Angesichts von flächendeckendem Homeoffice und Homeschooling-Gebot in Deutschland wurde deutlich, wie wichtig Wohnumfeld, Nahversorgung, Parks und städtische Plätze sind. Grünanlagen und öffentliche Räume machten die Pandemie erträglicher. „Pop-Up-Straßenlokale“ und „Pop-Up-Radwege“ wurden zu interessanten Beispielen des „taktischen Urbanismus“. Innenraumfunktionen dehnen sich in den Außenraum aus. Das lange propagierte Ziel der „Stadt der kurzen Wege“ ist hingegen in eine Krise geraten: Vorbehalte gegenüber Dichte in Städten sind gewachsen.

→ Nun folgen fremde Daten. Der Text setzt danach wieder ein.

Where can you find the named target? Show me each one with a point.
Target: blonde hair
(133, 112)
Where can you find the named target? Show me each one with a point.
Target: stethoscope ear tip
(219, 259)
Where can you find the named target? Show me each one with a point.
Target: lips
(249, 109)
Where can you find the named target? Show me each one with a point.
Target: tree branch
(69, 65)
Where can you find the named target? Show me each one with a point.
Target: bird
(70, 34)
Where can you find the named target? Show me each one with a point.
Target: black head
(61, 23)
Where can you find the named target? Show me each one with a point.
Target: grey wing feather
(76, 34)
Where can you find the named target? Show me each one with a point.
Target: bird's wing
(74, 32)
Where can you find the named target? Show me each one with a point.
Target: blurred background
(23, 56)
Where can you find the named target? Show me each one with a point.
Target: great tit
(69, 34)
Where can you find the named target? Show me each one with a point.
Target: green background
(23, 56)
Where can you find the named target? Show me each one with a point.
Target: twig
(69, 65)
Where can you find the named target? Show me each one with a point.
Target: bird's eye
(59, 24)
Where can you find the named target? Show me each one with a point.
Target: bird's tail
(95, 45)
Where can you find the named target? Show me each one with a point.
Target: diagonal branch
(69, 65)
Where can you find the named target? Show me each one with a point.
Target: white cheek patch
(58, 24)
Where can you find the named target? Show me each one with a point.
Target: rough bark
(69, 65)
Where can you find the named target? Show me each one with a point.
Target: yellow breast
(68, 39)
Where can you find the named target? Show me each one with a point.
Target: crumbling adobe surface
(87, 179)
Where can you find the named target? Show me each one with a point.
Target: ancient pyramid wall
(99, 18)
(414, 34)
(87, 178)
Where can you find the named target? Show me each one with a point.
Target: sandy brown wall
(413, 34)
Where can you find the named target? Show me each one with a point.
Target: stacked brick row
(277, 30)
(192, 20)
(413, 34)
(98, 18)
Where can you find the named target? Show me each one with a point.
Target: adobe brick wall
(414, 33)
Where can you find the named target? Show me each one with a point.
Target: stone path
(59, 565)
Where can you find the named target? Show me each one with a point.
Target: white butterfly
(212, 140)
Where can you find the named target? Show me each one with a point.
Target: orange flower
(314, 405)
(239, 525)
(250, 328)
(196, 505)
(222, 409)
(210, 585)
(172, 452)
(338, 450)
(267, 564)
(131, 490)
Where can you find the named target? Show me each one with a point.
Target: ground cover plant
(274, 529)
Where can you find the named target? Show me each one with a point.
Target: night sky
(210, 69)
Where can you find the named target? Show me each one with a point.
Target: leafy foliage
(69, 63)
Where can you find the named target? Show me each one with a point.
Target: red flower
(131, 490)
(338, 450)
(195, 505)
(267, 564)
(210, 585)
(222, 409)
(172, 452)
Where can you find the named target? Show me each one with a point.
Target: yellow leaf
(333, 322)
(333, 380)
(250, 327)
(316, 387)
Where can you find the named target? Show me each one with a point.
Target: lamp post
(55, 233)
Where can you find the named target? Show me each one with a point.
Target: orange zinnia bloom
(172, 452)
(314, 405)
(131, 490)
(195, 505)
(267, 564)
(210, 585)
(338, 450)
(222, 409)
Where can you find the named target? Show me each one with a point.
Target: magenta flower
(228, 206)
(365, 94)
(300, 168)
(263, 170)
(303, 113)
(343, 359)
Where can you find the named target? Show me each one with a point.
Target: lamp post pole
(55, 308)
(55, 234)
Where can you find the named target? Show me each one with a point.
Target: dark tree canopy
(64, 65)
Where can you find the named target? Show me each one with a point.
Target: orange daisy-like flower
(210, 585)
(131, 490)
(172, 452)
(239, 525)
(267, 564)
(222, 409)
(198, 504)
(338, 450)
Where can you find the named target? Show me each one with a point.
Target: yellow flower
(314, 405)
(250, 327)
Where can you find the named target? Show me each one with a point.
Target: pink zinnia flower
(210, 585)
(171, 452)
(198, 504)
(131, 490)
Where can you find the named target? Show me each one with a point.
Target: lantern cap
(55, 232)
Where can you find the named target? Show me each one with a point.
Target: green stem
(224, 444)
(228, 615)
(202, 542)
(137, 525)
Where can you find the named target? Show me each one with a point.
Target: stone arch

Die Sorge um Hygiene und Gesundheit könnte zur Rückkehr nach Suburbia führen.

 

Auswirkungen auf die Architektur

 

Schlaglichtartig hat die Gesundheitskrise gezeigt, wie wichtig gut gestaltete Freiräume in Städten und direkt vor der (Balkon-)Tür als Dachgärten, Balkone, Loggien und Sky-Gardens sind – und wie essenziell es ist, auch mit den Mitteln der Architektur Generationen zusammenzubringen. Die deutsche Bevölkerung wird im Jahr 2040 im Durchschnitt 48 Jahre alt sein. In der Architektur driften Jung und Alt auseinander und leben in „Bubbles“. Mehrgenerationen-Wohnen ist deshalb ein neuer Typus, der im Ein- oder Mehrfamilienhaus seinen Ursprung fand, in dem Großeltern, Eltern und Kinder zusammengewohnt haben. Die Vereinsamung schreitet voran, die Wohnfläche pro Kopf ist hoch und es herrscht eine Diskrepanz bei Angebot und Nachfrage von Wohnraum. Beim „integriertem Wohnen“ leben Junge und Alte, Familien und Alleinstehende in einer Wohnanlage zusammen. Es wirkt gegen die Individualisierung und Vereinsamung im Alter. Dieses Zusammenführen von Menschen in unterschiedlichen Lebenslagen soll nachbarschaftliche und soziale Kontakte anregen als Antwort auf die Individualisierung und den demografischen Wandel.

 

Freiflächen als neues Facebook – Der öffentliche Raum im 21. Jahrhundert

 

Heute ist zwar jedermann durch Technologien und soziale Medien miteinander verbunden, aber echte Interaktion findet seltener statt. Große öffentliche Räume waren vor der Pandemie die Orte, an denen Feste gefeiert wurden, sozialer und wirtschaftlicher Austausch stattfindet, Freunde aufeinandertreffen und Kulturen sich vermischen. Wenn öffentliche Räume gut funktionieren, dienen sie als Bühne des Lebens. In Zeiten der Pandemie gewannen Freiflächen in der Stadt an Bedeutung, denn für viele sind sie die einzige Möglichkeit für soziale Interaktion. Es sind die öffentlichen Räume, die eine Stadt und ihre Lebensqualität ausmachen. Funktionierende öffentliche Räume tragen dazu bei, dass Mechanismen, die sonst auf Facebook und Co. stattfinden, auch in der Realität funktionieren.

Ulf Meyer
Ulf Meyer ist Architekturjournalist und Autor des Buches „Cities of the Pacific Century“.